Smoothness and Adaptivity in Nonlinear Optimization for Machine Learning Applications

Monday, May 6, 2024 - 10:00am to 11:30am

Event Calendar Category

LIDS Thesis Defense

Speaker Name

Haochuan Li

Affiliation

LIDS

Building and Room number

E18-304

Join Zoom meeting

Smoothness and Adaptivity in Nonlinear Optimization for Machine Learning Applications

Abstract

Nonlinear optimization has become the workhorse of machine learning. However, our theoretical understanding of optimization in machine learning is limited. For example, classical optimization theory relies on assumptions like bounded Lipschitz smoothness of the loss function which are rarely met in machine learning. Besides, existing theory cannot well explain why adaptive methods outperform gradient descent in certain machine learning tasks like training transformers.
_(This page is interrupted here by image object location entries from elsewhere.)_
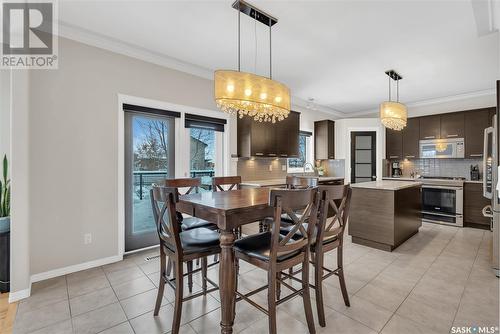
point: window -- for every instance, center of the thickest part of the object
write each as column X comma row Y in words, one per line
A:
column 205, row 140
column 297, row 164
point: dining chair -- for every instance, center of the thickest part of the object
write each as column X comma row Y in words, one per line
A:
column 328, row 235
column 187, row 223
column 192, row 185
column 231, row 183
column 274, row 253
column 180, row 246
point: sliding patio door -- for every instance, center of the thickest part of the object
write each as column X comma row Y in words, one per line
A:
column 149, row 158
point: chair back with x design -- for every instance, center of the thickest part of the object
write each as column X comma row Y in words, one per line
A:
column 334, row 212
column 301, row 205
column 233, row 183
column 163, row 201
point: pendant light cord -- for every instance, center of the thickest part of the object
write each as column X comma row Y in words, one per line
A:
column 239, row 38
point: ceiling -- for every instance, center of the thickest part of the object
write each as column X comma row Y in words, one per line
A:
column 333, row 51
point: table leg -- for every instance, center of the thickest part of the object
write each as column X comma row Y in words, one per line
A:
column 227, row 281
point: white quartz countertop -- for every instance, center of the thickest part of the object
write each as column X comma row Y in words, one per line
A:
column 279, row 182
column 391, row 185
column 414, row 179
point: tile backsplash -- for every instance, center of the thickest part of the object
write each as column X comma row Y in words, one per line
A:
column 441, row 167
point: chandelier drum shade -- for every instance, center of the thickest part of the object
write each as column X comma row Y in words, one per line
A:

In this thesis, to bridge this gap, we propose more general smoothness conditions that are closer to machine learning practice, and study the convergence of popular classical and adaptive methods under such conditions.  Our convergence results improve over existing ones and also provide new insights on understanding the role of adaptivity in optimization for machine learning applications.

 

First, inspired by some recent works and insights from deep neural network training, we propose a generalized non-uniform smoothness condition with the Hessian norm bounded by a function of the gradient norm almost everywhere. We develop a simple, yet powerful analysis technique that bounds the gradients along the trajectory, thereby leading to stronger results for both convex and non-convex optimization problems. In particular, we obtain the classical convergence rates for gradient descent (GD), stochastic gradient descent (SGD), and Nesterov's accelerated gradient method (NAG) in the convex or non-convex settings under this general smoothness condition.

 

In addition, the new analysis technique also allows us to obtain an improved convergence result for the Adaptive Moment Estimation (Adam) method.  Despite the popularity and efficiency of Adam in training deep neural networks, its theoretical properties are not yet fully understood, and existing convergence proofs require unrealistically strong assumptions, such as globally bounded gradients, to show the convergence to stationary points. In this thesis, we show that Adam provably converges to stationary points under far more realistic conditions. In particular, we do not require the strong assumptions made in previous works, and also consider the generalized smoothness condition.

 

However, the above results can not explain why adaptive methods like Adam significantly outperform SGD in machine learning applications like training transformers, as the convergence rate we have obtained for Adam is not faster than that of SGD. To better understand the role of adaptivity in optimization for machine learning, we propose a directional smoothness condition motivated from transformer experiments. Under this condition, we are able to obtain faster convergence rates for certain adaptive methods inlcuding memoryless Adam and RMSProp compared to SGD.